Die Beklagte schuldet den Anlegern jedoch entgegen der Auffassung des Berufungsgerichts nicht die (teilweise) Wiederauffüllung des Einzahlungskontos der Schuldnerin oder eine entsprechende Zahlung an die Masse. Dabei kann dahinstehen, ob, wie das Berufungsgericht annimmt, die Beklagte die ihr aus dem Mittelverwendungskontrollvertrag gegenüber den Anlegern obliegenden Pflichten verletzt hat. Denn etwaige hieraus resultierende Schadensersatzansprüche der Anleger gegen die Beklagte aus § 280 Abs. 1 BGB wären jedenfalls nicht auf Erstattung der vom Einzahlungskonto an die Schuldnerin freigegebenen Geldbeträge, sondern allein auf Ausgleich des individuellen Vermögensschadens des jeweiligen Anlegers durch Leistung an diesen gerichtet.

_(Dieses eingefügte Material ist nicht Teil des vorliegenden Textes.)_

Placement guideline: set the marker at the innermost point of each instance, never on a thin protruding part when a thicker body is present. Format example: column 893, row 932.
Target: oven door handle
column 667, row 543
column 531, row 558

Nach § 249 Abs. 1 BGB hat der zum Schadensersatz Verpflichtete den Zustand herzustellen, der bestehen würde, wenn der zum Ersatz verpflichtende Umstand nicht eingetreten wäre. Gewahrt wird mithin das Herstellungsinteresse (Integritätsinteresse) des Geschädigten1. Das Berufungsgericht hat eine Pflichtverletzung der Beklagten darin gesehen, dass diese die auf dem Einzahlungskonto befindlichen Gelder unter Verletzung des Mittelverwendungskontrollvertrags freigegeben hat. Dementsprechend ist eine – unterstellte – Schadensersatzpflicht der Beklagten gegenüber den Anlegern nach § 249 Abs. 1 BGB darauf gerichtet, den Zustand herzustellen, der bestünde, wenn die Kommanditeinlagen nicht vom Einzahlungskonto freigegeben worden wären. Diese Pflicht des Schädigers bezieht sich indes allein auf die Rechtsgüter und das Vermögen des jeweiligen Geschädigten. Nur auf diese Weise kann das durch § 249 Abs. 1 BGB geschützte Integritätsinteresse des Geschädigten gewahrt werden. Bei ihm und durch Leistung an ihn, nicht jedoch bei einem Dritten oder durch Leistung an den Dritten, ist der schadenfreie Zustand in tatsächlicher wie vermögensmäßiger Hinsicht herzustellen.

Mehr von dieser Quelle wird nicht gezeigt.